Konkol encerrou sua manifestação reforçando o apoio da representação sindical rural à Amprotabaco. “O nosso sistema está junto com vocês para defender os produtores e toda essa cadeia produtiva”, declarou.
No evento, o presidente da Amprotabaco, Gilson Becker, ressaltou que a entidade representa atualmente 528 municípios produtores no Rio Grande do Sul, em Santa Catarina e no Paraná. Entre os encaminhamentos aprovados, está a ampliação da participação das câmaras municipais na estrutura de mobilização da associação, medida que busca fortalecer a adesão dos municípios e ampliar a defesa institucional da atividade.
*Como parte dessa estratégia, a Amprotabaco encaminhará aos municípios produtores a proposta de lei apresentada pelo vereador Emerson Woicoechowski, de Itaiópolis, Santa Catarina. A iniciativa autoriza o Poder Legislativo municipal a integrar formalmente a associação, permitindo que as câmaras de vereadores também participem da entidade e contribuam para a mobilização política em defesa da cadeia produtiva do tabaco.
Konkol destacou que a proposta já foi aprovada em diversos municípios produtores. Segundo ele, a orientação é para que outras câmaras municipais também apreciem e aprovem a legislação, visando ampliar a representação institucional da cadeia produtiva. O tema foi apresentado durante o encontro pelo vereador, que explicou os objetivos da proposta e defendeu a ampliação do apoio dos legislativos municipais à atividade.
AUDIÊNCIA PÚBLICA NA CÂMARA DOS DEPUTADOS
Francisco Eraldo Konkol também participou da audiência pública realizada na Câmara dos Deputados para debater os riscos enfrentados pela cadeia produtiva do tabaco no Brasil. O encontro reuniu parlamentares, lideranças setoriais, representantes de produtores e entidades ligadas à atividade.

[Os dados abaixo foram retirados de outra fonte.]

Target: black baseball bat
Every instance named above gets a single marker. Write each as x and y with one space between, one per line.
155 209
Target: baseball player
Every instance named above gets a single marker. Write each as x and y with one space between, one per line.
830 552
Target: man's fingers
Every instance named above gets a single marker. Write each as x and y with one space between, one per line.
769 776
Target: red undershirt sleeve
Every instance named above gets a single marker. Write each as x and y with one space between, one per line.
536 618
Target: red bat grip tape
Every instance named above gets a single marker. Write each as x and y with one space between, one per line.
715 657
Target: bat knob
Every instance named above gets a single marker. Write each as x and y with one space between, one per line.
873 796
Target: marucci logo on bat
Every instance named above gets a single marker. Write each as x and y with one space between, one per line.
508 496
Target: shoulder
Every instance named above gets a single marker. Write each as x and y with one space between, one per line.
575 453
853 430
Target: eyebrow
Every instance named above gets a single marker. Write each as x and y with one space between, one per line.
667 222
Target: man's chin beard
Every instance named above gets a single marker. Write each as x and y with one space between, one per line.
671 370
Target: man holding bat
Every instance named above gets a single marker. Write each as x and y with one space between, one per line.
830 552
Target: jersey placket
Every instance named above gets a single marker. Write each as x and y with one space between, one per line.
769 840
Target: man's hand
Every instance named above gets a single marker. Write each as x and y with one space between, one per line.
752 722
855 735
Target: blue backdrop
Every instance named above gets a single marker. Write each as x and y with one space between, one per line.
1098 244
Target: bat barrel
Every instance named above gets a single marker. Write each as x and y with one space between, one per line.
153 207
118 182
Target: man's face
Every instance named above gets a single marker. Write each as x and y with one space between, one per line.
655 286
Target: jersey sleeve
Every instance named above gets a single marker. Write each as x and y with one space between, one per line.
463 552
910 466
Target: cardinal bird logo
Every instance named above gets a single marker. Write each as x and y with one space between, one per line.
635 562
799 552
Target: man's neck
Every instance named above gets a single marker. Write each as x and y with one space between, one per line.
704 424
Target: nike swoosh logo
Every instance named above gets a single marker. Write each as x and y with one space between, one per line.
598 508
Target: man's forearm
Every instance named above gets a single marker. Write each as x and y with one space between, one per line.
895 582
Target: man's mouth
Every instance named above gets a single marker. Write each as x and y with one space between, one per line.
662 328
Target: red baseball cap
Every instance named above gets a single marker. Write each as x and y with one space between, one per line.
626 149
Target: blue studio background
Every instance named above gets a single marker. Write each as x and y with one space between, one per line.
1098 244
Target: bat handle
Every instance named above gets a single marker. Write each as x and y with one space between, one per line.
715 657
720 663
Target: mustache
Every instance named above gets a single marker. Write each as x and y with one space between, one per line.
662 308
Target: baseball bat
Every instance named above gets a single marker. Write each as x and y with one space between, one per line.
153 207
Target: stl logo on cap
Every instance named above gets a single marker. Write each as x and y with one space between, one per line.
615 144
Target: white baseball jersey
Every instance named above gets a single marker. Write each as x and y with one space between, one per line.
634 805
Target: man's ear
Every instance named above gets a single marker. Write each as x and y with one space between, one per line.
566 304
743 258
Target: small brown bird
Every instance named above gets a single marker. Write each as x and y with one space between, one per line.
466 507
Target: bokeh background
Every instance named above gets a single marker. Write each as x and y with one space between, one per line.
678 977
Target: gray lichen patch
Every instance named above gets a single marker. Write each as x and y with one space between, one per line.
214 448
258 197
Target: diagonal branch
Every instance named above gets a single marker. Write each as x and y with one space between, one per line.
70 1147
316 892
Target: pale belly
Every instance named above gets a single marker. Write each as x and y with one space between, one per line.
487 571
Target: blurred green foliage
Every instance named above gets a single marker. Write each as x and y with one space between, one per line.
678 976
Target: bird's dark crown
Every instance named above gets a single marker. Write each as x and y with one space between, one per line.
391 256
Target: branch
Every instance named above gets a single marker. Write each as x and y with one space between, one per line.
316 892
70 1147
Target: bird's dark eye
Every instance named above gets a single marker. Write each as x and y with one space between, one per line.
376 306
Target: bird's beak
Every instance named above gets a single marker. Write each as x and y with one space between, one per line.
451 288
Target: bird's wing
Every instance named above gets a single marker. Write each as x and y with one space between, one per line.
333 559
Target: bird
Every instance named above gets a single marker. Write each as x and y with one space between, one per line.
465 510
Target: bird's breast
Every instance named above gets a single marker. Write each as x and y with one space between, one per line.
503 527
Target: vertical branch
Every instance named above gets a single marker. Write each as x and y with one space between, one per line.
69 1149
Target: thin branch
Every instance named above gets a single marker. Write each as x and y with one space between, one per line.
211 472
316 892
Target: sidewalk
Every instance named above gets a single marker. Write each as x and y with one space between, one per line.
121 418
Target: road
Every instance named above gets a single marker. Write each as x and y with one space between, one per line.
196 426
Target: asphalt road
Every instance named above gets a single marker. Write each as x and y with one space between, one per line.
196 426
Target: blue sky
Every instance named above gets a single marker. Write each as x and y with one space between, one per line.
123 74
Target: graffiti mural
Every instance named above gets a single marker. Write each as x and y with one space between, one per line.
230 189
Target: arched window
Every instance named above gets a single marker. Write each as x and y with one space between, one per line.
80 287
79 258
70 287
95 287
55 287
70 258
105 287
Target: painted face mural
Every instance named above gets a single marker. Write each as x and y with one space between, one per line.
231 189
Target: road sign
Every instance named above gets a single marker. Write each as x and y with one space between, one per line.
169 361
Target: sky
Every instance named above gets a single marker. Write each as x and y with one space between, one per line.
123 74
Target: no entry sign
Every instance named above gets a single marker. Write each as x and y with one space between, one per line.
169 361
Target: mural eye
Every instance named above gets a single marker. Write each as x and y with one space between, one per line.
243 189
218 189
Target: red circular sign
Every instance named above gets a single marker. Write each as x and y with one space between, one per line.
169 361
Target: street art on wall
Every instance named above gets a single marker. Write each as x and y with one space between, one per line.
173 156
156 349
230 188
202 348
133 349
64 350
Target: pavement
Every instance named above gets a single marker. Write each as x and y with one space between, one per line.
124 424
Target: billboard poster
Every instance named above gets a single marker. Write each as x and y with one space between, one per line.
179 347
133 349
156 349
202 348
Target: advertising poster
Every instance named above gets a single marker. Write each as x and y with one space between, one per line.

Em sua manifestação, Konkol destacou a importância de assegurar maior clareza e equilíbrio nas políticas voltadas ao setor, ressaltando a necessidade de que as ações relacionadas à cadeia produtiva considerem, de forma responsável, os impactos sobre a produção agrícola e os milhares de produtores que dependem dessa atividade.

Segundo Konkol, é importante que as discussões sobre o futuro da cadeia produtiva do tabaco considerem, além dos aspectos relacionados à saúde pública, os impactos econômicos e sociais para os milhares de produtores rurais que têm na atividade sua principal fonte de renda. O dirigente defendeu que eventuais medidas voltadas ao setor sejam construídas de forma equilibrada, com diálogo e segurança para os agricultores.
Na oportunidade, Konkol destacou que os produtores rurais precisam de segurança jurídica e previsibilidade para continuar desenvolvendo sua atividade. Destacou que a cadeia produtiva do tabaco possui expressiva relevância econômica e social, especialmente nos municípios da região Sul do Brasil, contribuindo para a geração de emprego, renda e desenvolvimento das comunidades rurais.
Ao final, Konkol parabenizou o deputado Heitor Schuch pela iniciativa de promover a audiência pública e proporcionar um espaço de diálogo no Congresso Nacional, permitindo que os representantes da cadeia produtiva apresentassem suas contribuições ao debate.